Planning an Amazon EC2 cluster
Before planning an Amazon EC2 cluster, please see the User guide in the Amazon Elastic Compute Cloud Documentation.
DataStax AMI deployments¶
The DataStax AMI is intended only for a single region and availability zone. For an EC2 cluster that spans multiple regions and availability zones, see EC2 clusters spanning multiple regions and availability zones.
Use AMIs from trusted sources¶
Use only AMIs from a trusted source. Random AMI's pose a security risk and may perform slower than expected due to the way the EC2 install is configured. The following are examples of trusted AMIs:
EC2 clusters spanning multiple regions and availability zones¶
Production Cassandra clusters on EC2¶
For production Cassandra clusters on EC2, use these guidelines for choosing the instance types:
- Development and light production: m3.large
- Moderate production: m3.xlarge
- SSD production with light data: c3.2xlarge
- Largest heavy production: m3.2xlarge (PV) or i2.2xlarge (HVM)
EBS volumes are not recommended¶
EBS volumes are not recommended for Cassandra data storage volumes for the following reasons:
- EBS volumes contend directly for network throughput with standard packets. This means that EBS throughput is likely to fail if you saturate a network link.

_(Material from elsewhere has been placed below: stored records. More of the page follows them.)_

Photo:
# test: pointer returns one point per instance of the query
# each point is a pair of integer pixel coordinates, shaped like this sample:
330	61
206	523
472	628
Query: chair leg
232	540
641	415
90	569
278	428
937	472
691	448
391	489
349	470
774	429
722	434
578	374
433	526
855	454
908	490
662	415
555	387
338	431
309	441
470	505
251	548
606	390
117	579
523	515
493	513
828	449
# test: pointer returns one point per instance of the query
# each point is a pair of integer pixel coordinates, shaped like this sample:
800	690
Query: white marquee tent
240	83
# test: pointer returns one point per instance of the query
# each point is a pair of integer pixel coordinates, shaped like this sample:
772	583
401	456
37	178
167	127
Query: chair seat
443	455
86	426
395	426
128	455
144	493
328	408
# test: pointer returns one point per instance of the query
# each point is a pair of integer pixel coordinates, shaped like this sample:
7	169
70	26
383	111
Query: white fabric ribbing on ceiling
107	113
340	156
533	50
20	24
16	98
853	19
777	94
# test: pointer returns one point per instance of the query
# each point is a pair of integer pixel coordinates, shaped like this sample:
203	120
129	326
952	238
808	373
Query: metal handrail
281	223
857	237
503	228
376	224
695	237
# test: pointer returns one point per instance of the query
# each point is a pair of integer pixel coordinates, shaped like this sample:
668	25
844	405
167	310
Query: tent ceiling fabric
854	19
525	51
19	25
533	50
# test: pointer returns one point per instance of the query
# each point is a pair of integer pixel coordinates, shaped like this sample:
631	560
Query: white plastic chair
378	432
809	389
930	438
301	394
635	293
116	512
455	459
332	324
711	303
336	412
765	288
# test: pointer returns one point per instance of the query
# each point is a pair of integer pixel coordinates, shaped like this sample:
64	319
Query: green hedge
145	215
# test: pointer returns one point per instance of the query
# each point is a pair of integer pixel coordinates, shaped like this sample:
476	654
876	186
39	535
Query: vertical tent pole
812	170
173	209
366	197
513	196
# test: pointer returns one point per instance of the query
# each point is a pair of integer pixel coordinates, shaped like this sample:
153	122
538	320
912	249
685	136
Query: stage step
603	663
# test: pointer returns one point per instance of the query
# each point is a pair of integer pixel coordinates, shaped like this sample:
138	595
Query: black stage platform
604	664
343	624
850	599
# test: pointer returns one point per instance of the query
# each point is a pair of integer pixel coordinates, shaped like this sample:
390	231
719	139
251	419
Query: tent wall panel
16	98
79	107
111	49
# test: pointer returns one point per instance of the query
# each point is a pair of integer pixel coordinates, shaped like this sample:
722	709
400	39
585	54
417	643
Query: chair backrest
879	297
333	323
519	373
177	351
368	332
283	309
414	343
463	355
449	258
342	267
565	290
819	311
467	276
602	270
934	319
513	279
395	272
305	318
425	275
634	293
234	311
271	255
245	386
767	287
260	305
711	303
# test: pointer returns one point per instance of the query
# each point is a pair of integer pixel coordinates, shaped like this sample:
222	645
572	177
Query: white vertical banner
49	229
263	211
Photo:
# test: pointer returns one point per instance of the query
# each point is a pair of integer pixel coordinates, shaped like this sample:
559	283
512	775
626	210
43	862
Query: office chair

- EBS volumes have unreliable performance. I/O performance can be exceptionally slow, causing the system to back load reads and writes until the entire cluster becomes unresponsive.
- Adding capacity by increasing the number of EBS volumes per host does not scale. You can easily surpass the ability of the system to keep effective buffer caches and concurrently serve requests for all of the data it is responsible for managing.
For more information and graphs related to ephemeral versus EBS performance, see the blog article Systematic Look at EC2 I/O.
Disk Performance Optimization¶
To ensure high disk performance to mounted drives, it is recommended that you pre-warm your drives by writing once to every drive location before production use. Depending on EC2 conditions, you can get moderate to enormous increases in throughput. See Optimizing Disk Performance in the Amazon Elastic Compute Cloud Documentation.
Storage recommendations for Cassandra 1.2 and later¶
Cassandra 1.2 and later supports JBOD (just a bunch of disks). JBOD excels at tolerating partial failures in a disk array. Configure using the disk_failure_policy in the cassandra.yaml file. Addition information is available in the Handling Disk Failures In Cassandra 1.2 blog.
Storage recommendations for Cassandra 1.1 and earlier¶
RAID 0 the ephemeral disks. Then put both the data directory and the commit log on that volume. This has proved to be better in practice than putting the commit log on the root volume, which is also a shared resource. For more data redundancy, consider deploying your Cassandra cluster across multiple availability zones or using EBS volumes to store your Cassandra backup files.